I didn't realize that the router CPU was the limitation. does this mean that maybe, in theory, some years down the road transfer speeds will be incrased big time due to faster routers?. I feel taken advantage of xxxMbps marketing, not to mention USB 3.0

NAS sounds like a good idea, but i can't justify paying $200 for an enclosure.
As far as media server goes, is the USB 2 drive sufficient speed for 1080p playback on the dedicated 5ghz band?
 
This might work for you

I also had issues running usb drives off my router DIR-825 openwrt but it was cheaply solved. using a Seagate goflex home and ditching the stock fimware for arch linux arm with ext4 and nfs it easly handled movies etc for a few computers. the cost was around $150 cnd and some time to reflash and set it up.
I dont know about Timemachine so you might have to research that..
Here is the link if you want to read more..
http://archlinuxarm.org/platforms/armv5/seagate-goflex-home.
I used this for a year before i decided to build a ubuntu fileserver with a raid 5 but still use it to hold backups,etc....
i did a cheack i get 10-15 MB/s wireless on this system 104MB/s write 117MB/s reads off my ubuntu file server using Gbit network. using the same Laptop.
 
.
As far as media server goes, is the USB 2 drive sufficient speed for 1080p playback on the dedicated 5ghz band?

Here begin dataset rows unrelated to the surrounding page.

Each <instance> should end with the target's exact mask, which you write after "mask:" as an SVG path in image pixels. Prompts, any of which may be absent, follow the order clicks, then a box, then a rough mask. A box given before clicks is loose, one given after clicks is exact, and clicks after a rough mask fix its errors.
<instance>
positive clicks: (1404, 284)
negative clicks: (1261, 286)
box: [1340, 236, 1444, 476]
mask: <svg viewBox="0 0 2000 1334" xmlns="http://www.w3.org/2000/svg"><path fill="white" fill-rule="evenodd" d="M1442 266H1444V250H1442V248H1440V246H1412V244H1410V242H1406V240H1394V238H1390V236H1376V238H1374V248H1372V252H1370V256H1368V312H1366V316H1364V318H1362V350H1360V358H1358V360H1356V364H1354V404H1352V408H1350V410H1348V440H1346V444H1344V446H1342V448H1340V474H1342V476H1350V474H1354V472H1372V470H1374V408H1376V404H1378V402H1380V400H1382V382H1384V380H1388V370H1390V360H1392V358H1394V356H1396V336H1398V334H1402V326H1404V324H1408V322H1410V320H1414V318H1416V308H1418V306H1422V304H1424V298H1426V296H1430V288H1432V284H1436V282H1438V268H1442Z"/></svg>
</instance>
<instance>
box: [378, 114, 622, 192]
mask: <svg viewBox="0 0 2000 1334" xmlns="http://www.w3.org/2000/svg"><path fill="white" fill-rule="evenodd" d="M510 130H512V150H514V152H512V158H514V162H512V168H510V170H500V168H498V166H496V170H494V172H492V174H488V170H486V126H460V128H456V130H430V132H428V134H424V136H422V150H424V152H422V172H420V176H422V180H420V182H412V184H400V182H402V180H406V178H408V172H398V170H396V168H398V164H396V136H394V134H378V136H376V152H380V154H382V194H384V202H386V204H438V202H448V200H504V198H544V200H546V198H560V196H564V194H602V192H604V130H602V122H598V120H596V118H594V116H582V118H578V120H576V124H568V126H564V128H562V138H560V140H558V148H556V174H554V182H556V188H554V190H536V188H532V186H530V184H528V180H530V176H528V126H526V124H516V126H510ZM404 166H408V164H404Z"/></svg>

Yes. I have a 1TB WD 2.5" Passport USB 2.0 connected to the n66u and I stream 1080p via 5ghz without any problems. Even if i pause during the movie and go away for a while and return to hit play, it plays back as if I was watching from my laptop's HDD.
 
I am just reading data tranfer rates of various people with this modem and others. I wouldn't call it a "problem", but more just lacking to meet my needs. the biggest concern is that my time machine backups are about 70gb due to having a running virtual machine. On my USB 2.0 connection, it currently takes about 30 minutes, and that's alot of disk activity.
In any case a NAS (even a cheap one) will do a better job then the ASUS router, but it might not be as good as your USB direct connected drive.
Only if you have a 1 GBit network and the NAS supports high transfer rates you will come into the same speed range as the direct attached USB drive.

I didn't realize that the router CPU was the limitation. does this mean that maybe, in theory, some years down the road transfer speeds will be incrased big time due to faster routers?. I feel taken advantage of xxxMbps marketing, not to mention USB 3.0
Currently the router has only a 600 MHz CPU and there is no need to upgrade to more powerful (and power hungry) CPU for the basic router functionality.

I cannot predict the future, but I do not foresee that this will change in the coming years.

With kind regards
Joe :cool:
 
Currently the router has only a 600 MHz CPU and there is no need to upgrade to more powerful (and power hungry) CPU for the basic router functionality.

I cannot predict the future, but I do not foresee that this will change in the coming years.

Broadcom released a new SoC last year that has a dual-core A9 ARM CPU in it that can run up to 1 GHz. I would expect routers based on this new SoC to start appearing sometime this year. These should bring a decent performance boost I suspect.